Bacterioplankton seasonality in deep high-mountain lakes

Affiliations

Bacterioplankton seasonality in deep high-mountain lakes

Aitziber Zufiaurre et al. Front Microbiol. .

Abstract

Due to global warming, shorter ice cover duration might drastically affect the ecology of lakes currently undergoing seasonal surface freezing. High-mountain lakes show snow-rich ice covers that determine contrasting conditions between ice-off and ice-on periods. We characterized the bacterioplankton seasonality in a deep high-mountain lake ice-covered for half a year.

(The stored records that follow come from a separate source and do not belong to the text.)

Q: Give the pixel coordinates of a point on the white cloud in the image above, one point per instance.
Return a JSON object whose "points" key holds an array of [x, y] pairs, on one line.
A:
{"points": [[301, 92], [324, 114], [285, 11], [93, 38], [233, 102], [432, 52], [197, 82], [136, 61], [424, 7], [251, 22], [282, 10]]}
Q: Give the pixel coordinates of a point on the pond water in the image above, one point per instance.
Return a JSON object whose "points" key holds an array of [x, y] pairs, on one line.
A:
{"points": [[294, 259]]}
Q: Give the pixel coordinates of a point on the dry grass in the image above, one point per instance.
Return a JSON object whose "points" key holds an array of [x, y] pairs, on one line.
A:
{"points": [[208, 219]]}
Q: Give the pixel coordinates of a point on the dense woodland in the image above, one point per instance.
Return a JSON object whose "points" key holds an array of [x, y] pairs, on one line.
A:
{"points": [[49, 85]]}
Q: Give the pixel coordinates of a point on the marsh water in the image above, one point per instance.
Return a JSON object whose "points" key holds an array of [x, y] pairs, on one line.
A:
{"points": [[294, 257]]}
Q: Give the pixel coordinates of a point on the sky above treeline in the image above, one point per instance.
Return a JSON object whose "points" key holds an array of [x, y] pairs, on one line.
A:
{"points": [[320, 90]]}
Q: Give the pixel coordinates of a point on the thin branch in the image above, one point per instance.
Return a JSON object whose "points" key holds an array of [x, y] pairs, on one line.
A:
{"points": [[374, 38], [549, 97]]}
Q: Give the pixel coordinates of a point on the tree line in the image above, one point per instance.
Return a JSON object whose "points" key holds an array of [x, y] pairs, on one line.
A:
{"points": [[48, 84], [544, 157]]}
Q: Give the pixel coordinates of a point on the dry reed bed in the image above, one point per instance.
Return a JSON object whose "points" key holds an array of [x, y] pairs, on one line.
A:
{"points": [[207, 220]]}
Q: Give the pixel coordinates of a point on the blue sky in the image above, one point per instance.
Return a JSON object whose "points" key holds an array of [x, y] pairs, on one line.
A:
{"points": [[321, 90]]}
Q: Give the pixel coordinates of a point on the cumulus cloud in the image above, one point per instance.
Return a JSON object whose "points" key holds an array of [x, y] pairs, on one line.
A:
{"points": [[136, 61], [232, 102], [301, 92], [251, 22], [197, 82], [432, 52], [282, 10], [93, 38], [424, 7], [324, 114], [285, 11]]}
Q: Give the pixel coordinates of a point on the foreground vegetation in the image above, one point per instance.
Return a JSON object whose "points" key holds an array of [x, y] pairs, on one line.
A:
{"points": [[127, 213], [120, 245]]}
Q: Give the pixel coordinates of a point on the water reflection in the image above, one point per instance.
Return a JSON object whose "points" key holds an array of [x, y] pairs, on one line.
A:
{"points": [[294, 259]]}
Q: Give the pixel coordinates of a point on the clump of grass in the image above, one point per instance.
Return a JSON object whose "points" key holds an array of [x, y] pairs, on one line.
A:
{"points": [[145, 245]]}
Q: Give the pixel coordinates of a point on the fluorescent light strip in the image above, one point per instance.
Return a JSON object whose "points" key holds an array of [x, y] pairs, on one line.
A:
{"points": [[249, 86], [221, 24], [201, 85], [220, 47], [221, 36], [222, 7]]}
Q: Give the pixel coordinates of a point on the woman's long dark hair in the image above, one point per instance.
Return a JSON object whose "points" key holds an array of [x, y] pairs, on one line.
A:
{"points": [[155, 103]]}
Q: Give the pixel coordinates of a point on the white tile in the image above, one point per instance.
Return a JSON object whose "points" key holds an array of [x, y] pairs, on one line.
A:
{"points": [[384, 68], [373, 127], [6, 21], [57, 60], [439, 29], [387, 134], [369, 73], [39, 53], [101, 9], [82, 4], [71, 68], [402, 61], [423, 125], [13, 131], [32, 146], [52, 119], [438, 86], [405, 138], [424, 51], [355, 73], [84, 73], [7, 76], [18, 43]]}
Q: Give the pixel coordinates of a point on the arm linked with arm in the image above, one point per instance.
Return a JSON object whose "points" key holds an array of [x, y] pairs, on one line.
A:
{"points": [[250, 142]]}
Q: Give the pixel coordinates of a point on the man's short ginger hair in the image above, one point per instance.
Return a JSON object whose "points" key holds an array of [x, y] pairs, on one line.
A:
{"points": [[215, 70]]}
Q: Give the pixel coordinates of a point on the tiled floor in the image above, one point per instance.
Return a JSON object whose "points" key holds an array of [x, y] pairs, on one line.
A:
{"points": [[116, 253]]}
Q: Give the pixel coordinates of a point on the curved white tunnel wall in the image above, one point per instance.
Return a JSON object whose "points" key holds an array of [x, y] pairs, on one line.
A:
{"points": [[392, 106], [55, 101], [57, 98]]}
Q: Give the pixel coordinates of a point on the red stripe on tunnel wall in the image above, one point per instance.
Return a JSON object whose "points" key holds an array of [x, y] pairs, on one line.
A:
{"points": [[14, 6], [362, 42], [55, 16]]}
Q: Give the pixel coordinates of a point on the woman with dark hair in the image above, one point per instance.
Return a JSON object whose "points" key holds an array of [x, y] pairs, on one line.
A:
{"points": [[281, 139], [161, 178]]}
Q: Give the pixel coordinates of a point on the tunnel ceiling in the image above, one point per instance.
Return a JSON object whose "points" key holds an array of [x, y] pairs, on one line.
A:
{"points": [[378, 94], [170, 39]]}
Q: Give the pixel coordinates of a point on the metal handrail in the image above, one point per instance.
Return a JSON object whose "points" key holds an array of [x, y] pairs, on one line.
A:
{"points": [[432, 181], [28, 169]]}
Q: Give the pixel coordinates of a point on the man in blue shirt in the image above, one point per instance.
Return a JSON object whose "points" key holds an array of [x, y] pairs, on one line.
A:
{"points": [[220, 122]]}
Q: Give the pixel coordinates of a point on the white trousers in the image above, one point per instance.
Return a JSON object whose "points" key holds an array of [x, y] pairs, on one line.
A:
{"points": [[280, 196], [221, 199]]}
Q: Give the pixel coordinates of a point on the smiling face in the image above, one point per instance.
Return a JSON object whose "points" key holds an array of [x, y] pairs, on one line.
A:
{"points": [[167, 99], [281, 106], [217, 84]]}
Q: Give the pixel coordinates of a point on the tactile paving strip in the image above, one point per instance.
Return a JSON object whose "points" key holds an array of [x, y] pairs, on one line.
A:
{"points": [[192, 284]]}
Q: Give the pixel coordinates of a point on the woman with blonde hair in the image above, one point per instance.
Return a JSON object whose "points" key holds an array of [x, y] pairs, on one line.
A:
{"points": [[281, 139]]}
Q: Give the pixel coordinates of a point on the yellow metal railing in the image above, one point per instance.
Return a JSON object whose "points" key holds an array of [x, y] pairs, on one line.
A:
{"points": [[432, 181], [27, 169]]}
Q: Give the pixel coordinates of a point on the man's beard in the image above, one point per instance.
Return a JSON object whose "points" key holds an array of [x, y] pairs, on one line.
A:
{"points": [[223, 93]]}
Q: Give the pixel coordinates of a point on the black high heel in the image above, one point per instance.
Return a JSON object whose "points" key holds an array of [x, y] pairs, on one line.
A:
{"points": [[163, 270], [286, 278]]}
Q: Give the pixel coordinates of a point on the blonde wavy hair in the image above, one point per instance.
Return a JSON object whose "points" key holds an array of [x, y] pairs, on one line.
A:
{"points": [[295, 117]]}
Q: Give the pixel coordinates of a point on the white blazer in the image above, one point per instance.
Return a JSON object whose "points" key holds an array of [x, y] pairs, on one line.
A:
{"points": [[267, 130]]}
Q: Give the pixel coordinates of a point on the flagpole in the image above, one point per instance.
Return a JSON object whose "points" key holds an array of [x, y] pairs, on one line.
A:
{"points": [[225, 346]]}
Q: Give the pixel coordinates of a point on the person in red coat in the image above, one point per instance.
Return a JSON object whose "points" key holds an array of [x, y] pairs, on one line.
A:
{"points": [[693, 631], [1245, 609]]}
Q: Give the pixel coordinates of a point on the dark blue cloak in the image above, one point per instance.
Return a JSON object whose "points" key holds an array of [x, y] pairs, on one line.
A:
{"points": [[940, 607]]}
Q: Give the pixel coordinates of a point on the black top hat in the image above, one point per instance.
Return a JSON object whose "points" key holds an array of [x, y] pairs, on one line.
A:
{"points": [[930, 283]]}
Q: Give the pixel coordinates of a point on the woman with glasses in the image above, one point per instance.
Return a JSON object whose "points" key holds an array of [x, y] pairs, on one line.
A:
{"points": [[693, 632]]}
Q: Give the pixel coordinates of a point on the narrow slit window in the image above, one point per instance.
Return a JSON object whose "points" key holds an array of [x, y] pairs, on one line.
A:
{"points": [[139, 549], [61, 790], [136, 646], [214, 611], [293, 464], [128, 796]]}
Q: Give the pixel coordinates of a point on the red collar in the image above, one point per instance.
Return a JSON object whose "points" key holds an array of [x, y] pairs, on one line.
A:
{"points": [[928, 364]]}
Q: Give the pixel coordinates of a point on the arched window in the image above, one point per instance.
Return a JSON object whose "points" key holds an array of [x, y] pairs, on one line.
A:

The lake shows a rich core bacterioplankton community consisting of three components: (i) an assemblage stable throughout the year, dominated by Actinobacteria, resistant to all environmental conditions; (ii) an ice-on-resilient assemblage dominating during the ice-covered period, which is more diverse than the other components and includes a high abundance of Verrucomicrobia; the deep hypolimnion constitutes a refuge for many of the typical under-ice taxa, many of which recover quickly during autumn mixing; and (iii) an ice-off-resilient assemblage, which members peak in summer in epilimnetic waters when the rest decline, characterized by a dominance of Flavobacterium, and Limnohabitans. The rich core community and low random elements compared to other relatively small cold lakes can be attributed to its simple hydrological network in a poorly-vegetated catchment, the long water-residence time (ca. 4 years), and the long ice-cover duration; features common to many headwater deep high-mountain lakes.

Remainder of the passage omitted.